Counselors to Host Annual Registration Help Night

Counselors+to+Host+Annual+Registration+Help+Night

By Chloe Horstman, North Star Reporter

FHN will be hosting its annual Registration Help Night on Jan 21 this year in the Learning Commons from 4 p.m. to 7 p.m. to help students and their parents with registration issues and questions they have. The drop in event will function on a first come first serve basis, with guidance counselors available to walk students from incoming freshmen to students gearing up for their final year at FHN through the registration process. 

Since the registration process has gone electronic and students have only a short allotted time to meet with their counselors and discuss their schedule for the upcoming school year, the Registration Help Night will serve to allow students and parents more time to individually meet with counselors and get help with technology, advice for choosing suitable courses, and additional help signing up for programs that offer dual enrollment or A+ tutoring credit hours.

“We’re helping anybody that needs help,” College and Career counselor Brooke Prestidge said. “Whether it’s getting them on a computer to do the process, or looking at what they picked, or giving them advice, all of that is going on.”

Prestidge hopes that the event will take away some of the anxiety that parents and students have about registration by helping to walk them through the process and discuss their course options and choices, and help the students to feel more confident that they have a beneficial plan in place and are on the right track to reach their requirements and goals.

“ I think that’s the big thing, that students leave feeling like they’ve got a good plan in place and they know they’re taking the correct courses that they need, and the courses that they’re interested in,” Prestidge said. “It’s more just putting them at ease in the process, and the parents too. We get a lot of parents that come up to that night needing that assistance and reassurance.”

As a current junior, Alli Vernon is no stranger to the registration process, or the difficulties it can pose. Although she is confident about the courses she has taken and plans to register for, she has faced trouble in the past with registering for online courses, but believes those could be overcome by working with her counselor more thoroughly. 

“I had such a struggle with signing up for online classes for over the summer,” Vernon said. “Every time I try to do it, there’s some kind of miscommunication with my counselor, and I miss a deadline or something and I end up not getting to do it. With things like the online courses, getting to sit down and talk through it can avoid confusion on both parts.”

With FHN’s large student body, it can be difficult to obtain adequate time with one’s counselor to receive advice on the courses that they should take, and Vernon feels that students would be greatly benefited if they had more time with their counselor, which is the goal of the help night.

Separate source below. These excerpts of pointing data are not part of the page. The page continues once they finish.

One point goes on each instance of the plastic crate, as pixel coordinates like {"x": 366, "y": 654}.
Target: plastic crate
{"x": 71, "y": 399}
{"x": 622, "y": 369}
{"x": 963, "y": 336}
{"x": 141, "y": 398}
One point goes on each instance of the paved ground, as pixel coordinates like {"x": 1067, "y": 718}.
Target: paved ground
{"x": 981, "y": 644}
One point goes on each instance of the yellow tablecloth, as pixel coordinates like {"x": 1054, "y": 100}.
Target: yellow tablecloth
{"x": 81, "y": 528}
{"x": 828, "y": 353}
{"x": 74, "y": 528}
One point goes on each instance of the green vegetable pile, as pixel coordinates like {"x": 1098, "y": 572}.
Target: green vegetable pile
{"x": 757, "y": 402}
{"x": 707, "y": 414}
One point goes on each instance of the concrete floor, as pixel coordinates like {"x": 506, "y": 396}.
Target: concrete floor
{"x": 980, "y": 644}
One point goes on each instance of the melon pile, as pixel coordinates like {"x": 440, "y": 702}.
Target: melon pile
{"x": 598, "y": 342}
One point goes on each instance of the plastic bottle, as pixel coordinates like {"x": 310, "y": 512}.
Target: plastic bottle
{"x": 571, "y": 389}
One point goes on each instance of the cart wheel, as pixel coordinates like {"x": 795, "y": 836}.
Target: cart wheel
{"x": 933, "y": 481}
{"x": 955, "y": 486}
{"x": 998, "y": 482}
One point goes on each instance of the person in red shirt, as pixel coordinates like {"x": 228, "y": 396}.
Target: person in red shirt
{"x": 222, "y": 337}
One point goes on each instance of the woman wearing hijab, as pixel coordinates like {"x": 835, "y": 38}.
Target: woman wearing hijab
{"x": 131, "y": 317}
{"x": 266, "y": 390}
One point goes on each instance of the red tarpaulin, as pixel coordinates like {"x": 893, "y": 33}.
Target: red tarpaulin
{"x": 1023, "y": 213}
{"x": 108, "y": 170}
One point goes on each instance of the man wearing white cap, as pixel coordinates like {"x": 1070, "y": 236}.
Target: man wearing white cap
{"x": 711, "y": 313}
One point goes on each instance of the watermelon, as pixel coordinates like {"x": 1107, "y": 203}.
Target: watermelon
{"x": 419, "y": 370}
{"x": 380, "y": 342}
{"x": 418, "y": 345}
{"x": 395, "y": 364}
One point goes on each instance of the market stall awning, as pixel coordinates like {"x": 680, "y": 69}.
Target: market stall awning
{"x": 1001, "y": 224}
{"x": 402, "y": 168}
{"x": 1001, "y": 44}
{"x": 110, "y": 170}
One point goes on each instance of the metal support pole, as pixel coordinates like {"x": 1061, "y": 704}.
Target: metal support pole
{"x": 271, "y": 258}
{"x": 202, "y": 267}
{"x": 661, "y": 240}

“I think it’s important that you get to sit and plan out your schedule for the next year and they can give you tips on maybe ‘If you’re going into this field, you might want to take this and not this’ or ‘This class is easier if you’ve taken this class already’,” Vernon said.“I think it will just be helpful for them to get a better understanding of what they want to take, and maybe what they’re taking- is it really the best choice? Then they’ll know it and be able to fix it before it’s June and then they’re like ‘Oh wait, this isn’t what I wanted to take’.”

For the first few weeks of the school year, crowds of students are attempting to shuffle their classes around and drop some to have room for others, which can often be a chaotic process that may be largely avoided if students choose to take advantage of the free Registration Help Night. .

“Every time after everyone gets their schedules, there’s so many kids who are flooding the counselors’ office because they’re trying to change everything on their schedule because they click the wrong thing, or they or they picked something they’ve changed their mind on,” Vernon said. “I think that having the counselors there for registration will prevent that a little bit more. Obviously it’ll still probably happen, but I think it’ll be a better situation then what it usually is.”